Pada saat itu, Merpati mengoperasikan armada 32 pesawat, yaitu empat
Vicker Viscount, empat YS-11, delapan Pilatus PC-6, tiga Dornier Do-28,
tujuh Pilatus Porter, tiga DHC-6 Twin Otter, satu DHC-3 Otter, dan dua
Vanguard.
Langkah-langkah usaha Santoso, yang kemudian mengelola airlines Seulawah yang bergabung dengan Mandala kini jadi
Mandala Airlines, dilanjutkan Marsekal Muda Udara
Ramli Sumardi (
1975-
1978). Merpati memiliki 37 pesawat, terdiri dari empat
Dakota DC-3, , empat
Twin Otter, dua
Fokker F-27, dua
HS-748, lima
YS-11, lima
VC-8, dan tiga
VC-9,
untuk menerbangi 97 kota di 19 propinsi.

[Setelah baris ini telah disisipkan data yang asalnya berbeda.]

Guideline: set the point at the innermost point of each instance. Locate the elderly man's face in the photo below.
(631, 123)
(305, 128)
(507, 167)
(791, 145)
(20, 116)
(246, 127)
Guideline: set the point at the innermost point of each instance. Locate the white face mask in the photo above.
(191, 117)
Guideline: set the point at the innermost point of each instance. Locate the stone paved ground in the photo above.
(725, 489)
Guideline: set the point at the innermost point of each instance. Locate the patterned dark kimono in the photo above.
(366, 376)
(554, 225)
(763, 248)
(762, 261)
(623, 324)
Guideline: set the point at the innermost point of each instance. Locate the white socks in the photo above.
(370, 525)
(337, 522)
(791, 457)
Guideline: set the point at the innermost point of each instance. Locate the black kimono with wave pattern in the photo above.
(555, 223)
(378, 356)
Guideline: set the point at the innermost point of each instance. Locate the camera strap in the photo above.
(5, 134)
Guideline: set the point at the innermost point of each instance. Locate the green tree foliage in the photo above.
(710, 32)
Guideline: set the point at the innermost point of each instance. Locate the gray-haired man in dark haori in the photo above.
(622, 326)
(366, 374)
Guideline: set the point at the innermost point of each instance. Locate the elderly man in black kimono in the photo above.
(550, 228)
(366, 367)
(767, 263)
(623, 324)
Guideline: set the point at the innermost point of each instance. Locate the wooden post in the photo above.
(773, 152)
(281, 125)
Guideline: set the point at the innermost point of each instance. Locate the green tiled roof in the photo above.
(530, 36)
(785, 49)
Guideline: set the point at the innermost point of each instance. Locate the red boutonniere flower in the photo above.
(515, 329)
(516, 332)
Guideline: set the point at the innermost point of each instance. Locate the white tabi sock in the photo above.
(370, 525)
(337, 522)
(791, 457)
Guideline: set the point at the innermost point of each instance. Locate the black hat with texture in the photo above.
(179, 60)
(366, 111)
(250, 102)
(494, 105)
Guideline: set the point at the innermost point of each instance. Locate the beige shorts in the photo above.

Pesawat-pesawat yang ada
sebelumnya, sebagian memang sudah tak lagi operasi. Merpati juga
mengoperasikan pesawat BAC-111 dan
Boeing 707 untuk penerbangan borongan (carter) internasional, yang terbang
Denpasar-
Manila dan
Los Angeles,
Amerika Serikat-
Denpasar, yang dihentikan tahun
1979.
Bergabung dengan Garuda
Tahun 1978, keluar PP, yang memengaruhi riwayat Merpati, yaitu PP
Nomor 30/1978, yang intinya mengharuskan Merpati mengalihkan modal ke
Garuda Indonesia.
Merpati yang menjadi anak perusahaan Garuda, tetap menjalankan
penerbangan perintis, lintas batas, transmigrasi, borongan wisatawan,
dan angkutan barang, serta usaha-usaha lainnya. Pola operasi Merpati
memang menyelenggarakan penerbangan pada semua jaraingan penerbangan
dalam negeri, secara terpadu dan saling mengisi dengan Garuda.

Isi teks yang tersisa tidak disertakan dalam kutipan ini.